Meeting with G. Devarajan, the Central Committee Secretary of All India Forward Bloc, one of the small parties in the left coalition, as our meeting broke up; I asked him what distinguished his party from the other parties of the left. The giant pictures of a man in uniform and jackboots and the same statue in front in the lawn became clearer then. The party founder had been the President of the dominant Congress Party before independence and had been against any compromise offered by the British that India would take dominion status rather than full independence. He won re-election to lead the party despite this stance and over the opposition of Ghandi. His victory was pyrrhic though and when his authority was curtailed on committee appointments he resigned. The timing coincided with WWII in the early 40’s, and advocating a revolutionary approach to independence he tried to come to common cause with the Russians against the Brits. Failing to make that alliance he joined a marriage of convenience with the Axis powers of Italy and Germany on the basis of their common enemy. He disappeared in a plane and was never found and the party that was an offshoot of the Congress ruling coalition now finds itself a Marxist oriented small footprint with members in 18 states with a story to tell.
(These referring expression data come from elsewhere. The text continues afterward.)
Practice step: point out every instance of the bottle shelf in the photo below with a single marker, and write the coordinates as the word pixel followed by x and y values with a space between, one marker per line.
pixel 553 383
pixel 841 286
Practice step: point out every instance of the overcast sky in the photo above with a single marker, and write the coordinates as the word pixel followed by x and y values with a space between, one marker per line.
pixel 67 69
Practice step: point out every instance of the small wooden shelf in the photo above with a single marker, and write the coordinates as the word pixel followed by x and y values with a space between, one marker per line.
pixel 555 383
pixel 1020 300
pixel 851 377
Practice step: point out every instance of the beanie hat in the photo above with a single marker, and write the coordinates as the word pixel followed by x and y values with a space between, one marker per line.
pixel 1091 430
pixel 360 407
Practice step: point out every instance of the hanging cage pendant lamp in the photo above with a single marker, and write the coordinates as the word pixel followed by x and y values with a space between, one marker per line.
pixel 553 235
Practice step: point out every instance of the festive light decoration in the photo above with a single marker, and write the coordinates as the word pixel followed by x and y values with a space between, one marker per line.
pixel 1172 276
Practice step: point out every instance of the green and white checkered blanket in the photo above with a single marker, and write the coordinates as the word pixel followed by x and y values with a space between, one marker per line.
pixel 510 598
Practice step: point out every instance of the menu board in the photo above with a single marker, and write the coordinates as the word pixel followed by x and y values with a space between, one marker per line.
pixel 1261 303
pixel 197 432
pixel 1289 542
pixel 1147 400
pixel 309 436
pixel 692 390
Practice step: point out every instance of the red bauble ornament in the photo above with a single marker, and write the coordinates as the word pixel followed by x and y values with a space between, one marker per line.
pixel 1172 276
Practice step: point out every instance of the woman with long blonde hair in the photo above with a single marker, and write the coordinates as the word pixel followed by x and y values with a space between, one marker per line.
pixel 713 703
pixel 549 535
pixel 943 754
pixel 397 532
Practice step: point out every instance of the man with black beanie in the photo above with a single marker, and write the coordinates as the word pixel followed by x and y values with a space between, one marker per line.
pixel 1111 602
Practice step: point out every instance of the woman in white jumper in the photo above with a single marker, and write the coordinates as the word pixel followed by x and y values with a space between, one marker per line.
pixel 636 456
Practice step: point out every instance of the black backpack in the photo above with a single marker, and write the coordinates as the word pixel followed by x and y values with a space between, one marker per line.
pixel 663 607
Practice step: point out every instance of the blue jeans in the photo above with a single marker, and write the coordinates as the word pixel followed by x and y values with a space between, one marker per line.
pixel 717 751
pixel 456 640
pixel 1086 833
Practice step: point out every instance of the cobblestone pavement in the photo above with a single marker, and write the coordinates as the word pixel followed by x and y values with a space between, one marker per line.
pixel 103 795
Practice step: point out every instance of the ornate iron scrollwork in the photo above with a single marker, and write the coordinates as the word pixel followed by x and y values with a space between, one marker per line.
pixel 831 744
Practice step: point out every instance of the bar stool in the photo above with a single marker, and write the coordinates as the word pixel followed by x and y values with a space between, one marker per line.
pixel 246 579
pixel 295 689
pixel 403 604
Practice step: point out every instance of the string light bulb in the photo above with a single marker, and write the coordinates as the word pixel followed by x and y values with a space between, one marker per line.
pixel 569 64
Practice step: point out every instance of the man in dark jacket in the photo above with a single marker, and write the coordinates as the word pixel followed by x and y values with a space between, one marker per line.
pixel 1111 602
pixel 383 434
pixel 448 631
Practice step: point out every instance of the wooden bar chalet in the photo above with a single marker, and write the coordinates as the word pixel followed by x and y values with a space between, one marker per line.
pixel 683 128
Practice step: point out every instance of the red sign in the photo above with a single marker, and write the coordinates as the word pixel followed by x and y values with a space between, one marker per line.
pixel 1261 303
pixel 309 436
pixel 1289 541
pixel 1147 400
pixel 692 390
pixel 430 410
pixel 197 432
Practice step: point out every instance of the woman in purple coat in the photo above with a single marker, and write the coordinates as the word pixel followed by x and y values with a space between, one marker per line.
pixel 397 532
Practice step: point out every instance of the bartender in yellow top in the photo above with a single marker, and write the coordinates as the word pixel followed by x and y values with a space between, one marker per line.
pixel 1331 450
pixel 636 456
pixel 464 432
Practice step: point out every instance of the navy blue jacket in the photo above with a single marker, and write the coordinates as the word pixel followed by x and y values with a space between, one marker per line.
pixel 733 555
In a like manner at the end of a pleasant late afternoon meeting in the huge house of Dr. Murli Joshi, an MP in the Rajya Sabha, and a long time dominant figure in the BJP, I asked him about the immense armed security around his house with sandbagged fortifications at the gate and corners and a score of armed soldiers sitting under the streets who were not currently on post. He immediately told the a similar “founding” tale of the BJP’s rise when as chair of the party in 1992 he embarked on a 40 day tour covering more than 5000 kms in order to unfurl a national flag in a town controlled by what he called “terrorists.” His plane was fired upon as he left by these Muslim “terrorists” and this demarcation of the BJP as a nationalist and communal party allowed their rise in the troubles of that decade into power.
A campaign can make room for disparate pieces that could never survive in an organization, and this lesson of politics, politicians, and power was taught to us once again on the parched soil of India screaming for the monsoons to come in the searing heat and passion of these moments.